Já apenas se escrevem cartas do "Nunca Amor"


As estatísticas de isolamento pós caos poderiam resumir-se a um ainda não encontrei o que procuro, tal qual o título de uma canção batida e sobejamente conhecida do grupo Tu Também. Talvez porque tivesse insistido em sonhar que um dia me levarias a dançar, esqueci que já o tínhamos feito, e assim falo de música traduzindo preciosos nomes. Na verdade ainda não nos conhecíamos e rodopiamos embriagados num pátio amplo da Casa da Cultura, bem no centro da cidade em que ambos escolhemos viver mesmo não tendo lá nascido. Tinhas abraçado as sonoridades de uma guitarra alheia, enquanto nos ignorávamos, para depois pisares os meus pés insistentemente numa roda de primos em que eu te desconhecia. Esse sim tinha sido o inicio da estória que agora termina, ainda que não te lembres!  

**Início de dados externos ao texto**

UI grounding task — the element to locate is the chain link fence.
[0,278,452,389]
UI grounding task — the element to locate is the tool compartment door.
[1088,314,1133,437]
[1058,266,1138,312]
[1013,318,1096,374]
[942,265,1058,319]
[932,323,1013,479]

Tudo começou bem antes daquele sms bolorento e inoportuno numa noite de solidão mútua enquanto toda a capital vibrava ao som de qualquer festival tosco ou festas de Praia Maria. Começara sim, bem antes de invadires a paz com os teus medos rancores e desaires de uma vida familiar ressacada e ressequida nas brigas diárias. Antes de procurares magia ou evasão em palavras tortas da alheia comiseração.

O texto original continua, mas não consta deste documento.